I think you have to factor in not only a strategic decision to favor one skill set, but a catastrophic injury as well. TJ surgery might take him out for 2 years and end the pitching portion of his career. Is that more or less likely because he's also a position player?I probably didn't do a great job in my post, but my main question here is how much of a premium do you pay for this two way player? What Ohtani is doing is unprecedented in the modern game and you have to wonder if/when he reverts one or the other out of any sort of necessity. It's highly likely that you overpay given the player's high skill set(s), but it's also entirely possible in the case of Ohtani that at some point the team is forced to consider protecting/prolonging their investment by placing Ohtani in the more traditional role of either pitching or hitting. The skills of a more "traditional" player are always a risk to decline as the contract ages and I think teams expect that may happen and accept that as a cost of doing business. With Ohtani there are two different sets of skills and there is the chance that you may have to shut one down in an attempt to preserve the other before that skill set begins to decline. Potential suitors should think long and hard about this as they determine what sort of premium they are willing to pay for this once in our lifetime player.
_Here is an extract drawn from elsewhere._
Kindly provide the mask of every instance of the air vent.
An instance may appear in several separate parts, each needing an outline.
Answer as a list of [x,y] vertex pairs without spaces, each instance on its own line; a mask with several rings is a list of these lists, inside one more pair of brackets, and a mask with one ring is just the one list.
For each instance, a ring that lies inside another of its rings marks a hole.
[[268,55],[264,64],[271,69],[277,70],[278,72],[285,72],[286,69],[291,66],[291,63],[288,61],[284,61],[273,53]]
Ohtani is the kind of guy you want to bring up or first sign - you get two great players for the price of one (essentially.)
But I don't think it makes much sense to pay him full market price on a "lifetime" contract to be two great players going forward. . .
Maybe (and I'm not saying he'd agree), you could give him a primo base salary and have a set of ridiculous escalators based on appearances. I'm not sure if it's even legal under the CBA, but something like $20M (or whatever) based on his value as a DH, with an incentive of $10M for every 10 starts made in a season or 10 saves or whatever in relief appearances. . .with $20M for 20 starts. . .etc.